A nationwide FAIMA survey has flagged important gaps in medical education across India: weak skills labs, irregular teaching, heavy clerical burdens on trainees, faculty shortages and rising mental-health stress among students and residents.

Key findings
- Infrastructure shortfalls: Many colleges lack adequate facilities, affecting hands-on training.
- Skills-lab gaps: Fewer than half of respondents report functional skills labs for simulation and practice.
- Irregular teaching & clinical exposure: A sizable share of trainees report inconsistent teaching schedules and inadequate patient exposure.
- Excess clerical work & toxic culture: Residents face heavy administrative burdens and report stressful or unsupportive work environments.
- Faculty shortages: Insufficient teaching staff undermines supervision and learning quality.
- Mental-health concerns: High levels of stress and limited access to counselling or wellness support are widespread.
Why it matters
Weak practical training and inconsistent teaching threaten clinical competence and patient safety.
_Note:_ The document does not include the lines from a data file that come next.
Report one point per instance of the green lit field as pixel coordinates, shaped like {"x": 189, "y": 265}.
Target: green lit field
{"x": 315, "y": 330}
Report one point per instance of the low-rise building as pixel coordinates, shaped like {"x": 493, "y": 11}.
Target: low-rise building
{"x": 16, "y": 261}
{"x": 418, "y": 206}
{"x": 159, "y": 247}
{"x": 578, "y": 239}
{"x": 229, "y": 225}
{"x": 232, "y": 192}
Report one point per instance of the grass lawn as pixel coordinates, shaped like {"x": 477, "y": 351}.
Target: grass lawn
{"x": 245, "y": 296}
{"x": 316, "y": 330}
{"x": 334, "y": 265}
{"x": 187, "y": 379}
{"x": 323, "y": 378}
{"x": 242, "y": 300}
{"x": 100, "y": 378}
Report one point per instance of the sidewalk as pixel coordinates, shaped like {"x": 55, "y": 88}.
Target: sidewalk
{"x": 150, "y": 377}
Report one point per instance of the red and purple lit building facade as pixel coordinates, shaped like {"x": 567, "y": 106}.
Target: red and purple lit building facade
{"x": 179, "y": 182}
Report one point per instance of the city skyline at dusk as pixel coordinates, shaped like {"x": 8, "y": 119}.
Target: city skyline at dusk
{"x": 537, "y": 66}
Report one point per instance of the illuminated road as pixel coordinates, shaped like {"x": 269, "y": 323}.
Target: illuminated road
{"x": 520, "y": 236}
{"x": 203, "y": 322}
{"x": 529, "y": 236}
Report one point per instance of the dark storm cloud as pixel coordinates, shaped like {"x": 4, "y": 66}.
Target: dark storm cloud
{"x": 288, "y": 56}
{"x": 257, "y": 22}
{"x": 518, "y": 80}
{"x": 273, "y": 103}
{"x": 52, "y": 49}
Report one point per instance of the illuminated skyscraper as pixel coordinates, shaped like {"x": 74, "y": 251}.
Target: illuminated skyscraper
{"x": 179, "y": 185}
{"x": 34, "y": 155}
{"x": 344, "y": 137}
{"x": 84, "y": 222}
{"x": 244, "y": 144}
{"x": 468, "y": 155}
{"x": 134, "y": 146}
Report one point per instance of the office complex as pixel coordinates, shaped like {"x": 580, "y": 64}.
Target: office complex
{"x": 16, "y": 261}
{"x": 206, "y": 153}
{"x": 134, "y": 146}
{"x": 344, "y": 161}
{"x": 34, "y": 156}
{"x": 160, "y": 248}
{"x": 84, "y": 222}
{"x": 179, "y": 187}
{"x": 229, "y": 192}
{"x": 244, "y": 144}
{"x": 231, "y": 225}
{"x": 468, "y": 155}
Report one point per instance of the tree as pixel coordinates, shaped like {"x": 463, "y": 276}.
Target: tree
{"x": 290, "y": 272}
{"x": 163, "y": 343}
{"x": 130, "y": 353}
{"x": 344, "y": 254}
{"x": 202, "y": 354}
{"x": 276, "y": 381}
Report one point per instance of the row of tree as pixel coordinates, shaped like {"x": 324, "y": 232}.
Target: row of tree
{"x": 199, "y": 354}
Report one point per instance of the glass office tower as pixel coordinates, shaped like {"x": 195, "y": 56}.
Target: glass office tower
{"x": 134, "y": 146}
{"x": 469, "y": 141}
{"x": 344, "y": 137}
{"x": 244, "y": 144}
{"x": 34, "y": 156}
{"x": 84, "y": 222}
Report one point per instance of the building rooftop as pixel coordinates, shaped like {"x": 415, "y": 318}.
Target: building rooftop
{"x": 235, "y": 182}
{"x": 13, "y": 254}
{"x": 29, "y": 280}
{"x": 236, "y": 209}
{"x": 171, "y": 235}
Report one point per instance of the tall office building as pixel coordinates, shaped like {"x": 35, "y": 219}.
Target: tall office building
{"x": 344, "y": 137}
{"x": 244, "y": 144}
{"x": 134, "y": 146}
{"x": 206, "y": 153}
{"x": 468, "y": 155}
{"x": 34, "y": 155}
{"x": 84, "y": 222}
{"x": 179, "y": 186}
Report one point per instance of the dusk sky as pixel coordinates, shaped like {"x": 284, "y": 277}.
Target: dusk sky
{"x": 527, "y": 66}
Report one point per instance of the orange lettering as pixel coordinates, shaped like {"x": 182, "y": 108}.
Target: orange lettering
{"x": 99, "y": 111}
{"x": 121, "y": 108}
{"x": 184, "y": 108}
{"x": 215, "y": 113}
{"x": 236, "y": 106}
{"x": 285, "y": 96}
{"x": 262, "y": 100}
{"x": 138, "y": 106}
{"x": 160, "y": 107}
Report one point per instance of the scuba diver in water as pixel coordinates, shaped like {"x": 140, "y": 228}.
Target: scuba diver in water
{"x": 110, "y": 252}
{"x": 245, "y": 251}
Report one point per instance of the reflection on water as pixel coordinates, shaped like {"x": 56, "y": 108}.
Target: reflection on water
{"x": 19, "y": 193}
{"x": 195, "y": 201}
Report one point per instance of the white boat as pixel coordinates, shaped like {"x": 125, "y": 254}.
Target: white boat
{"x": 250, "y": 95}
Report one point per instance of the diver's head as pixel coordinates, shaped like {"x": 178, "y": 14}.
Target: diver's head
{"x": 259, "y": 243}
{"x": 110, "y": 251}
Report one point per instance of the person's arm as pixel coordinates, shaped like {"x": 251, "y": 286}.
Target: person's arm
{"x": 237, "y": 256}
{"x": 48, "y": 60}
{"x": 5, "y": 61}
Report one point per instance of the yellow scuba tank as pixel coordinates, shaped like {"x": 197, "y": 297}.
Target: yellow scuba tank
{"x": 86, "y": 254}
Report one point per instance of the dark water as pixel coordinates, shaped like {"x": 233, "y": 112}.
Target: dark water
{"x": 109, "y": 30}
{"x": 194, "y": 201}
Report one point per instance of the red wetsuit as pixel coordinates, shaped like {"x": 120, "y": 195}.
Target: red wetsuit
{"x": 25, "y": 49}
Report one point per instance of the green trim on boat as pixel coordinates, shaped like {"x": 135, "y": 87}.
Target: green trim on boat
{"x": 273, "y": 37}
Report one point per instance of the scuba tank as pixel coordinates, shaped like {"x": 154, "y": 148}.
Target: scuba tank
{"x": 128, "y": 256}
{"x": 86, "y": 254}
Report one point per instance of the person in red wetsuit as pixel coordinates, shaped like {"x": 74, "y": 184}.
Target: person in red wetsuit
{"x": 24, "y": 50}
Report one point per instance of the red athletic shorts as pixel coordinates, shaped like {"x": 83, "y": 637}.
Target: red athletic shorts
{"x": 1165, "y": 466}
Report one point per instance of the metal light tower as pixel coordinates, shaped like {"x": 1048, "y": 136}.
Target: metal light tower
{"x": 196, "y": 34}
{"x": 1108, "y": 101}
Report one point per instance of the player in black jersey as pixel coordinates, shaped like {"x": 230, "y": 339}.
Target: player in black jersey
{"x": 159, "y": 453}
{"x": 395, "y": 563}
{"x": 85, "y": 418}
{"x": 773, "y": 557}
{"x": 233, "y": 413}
Excessive workload and poor workplace culture worsen burnout and mental-health risks among future doctors. Fixing these gaps is vital for quality care and for protecting trainee wellbeing.
- Immediate actions (for institutions & regulators)
- Audit and repair/upgrade skills labs and essential clinical-training facilities.
- Enforce regular, documented teaching timetables and protect resident duty hours.
- Ensure timely stipend/payment disbursal and reduce clerical load on trainees.
- Fast-track faculty recruitment and deploy visiting faculty or simulation sessions as stopgaps.
- Establish confidential mental-health support (counsellors, peer helplines, structured wellness programmes).
Guidance for students & faculty
- Students: Record and report stipend delays, unsafe conditions or chronic workload issues to student bodies or institutional grievance cells; use peer support and mental-health services.
- Faculty: Prioritise supervised clinical teaching, advocate for protected teaching time, and help set up wellness and mentoring programmes.
- Administrators: Monitor teaching quality, fix infrastructure gaps, and communicate clear duty-hour and stipend policies.
Conclusion
The FAIMA survey is a clear wake-up call: to maintain clinical standards and safeguard trainee wellbeing, medical education must restore regular teaching, strengthen practical skills training, fill faculty gaps and provide robust mental-health support.
FAQs
1. Who ran the survey?
Ans: FAIMA conducted a national survey of students, residents and faculty.
2. What are the top problems?
Ans: Skills-lab shortfalls, irregular teaching, excessive clerical duties, faculty shortages and mental-health stress.
3. Will this change policy?
Ans: The findings are a strong case for audits, targeted investments and regulatory attention; action will depend on institutional and regulatory follow-up.
4. What can trainees do now?
Ans: Raise issues through official grievance channels, seek peer/faculty support, and use any available counselling services.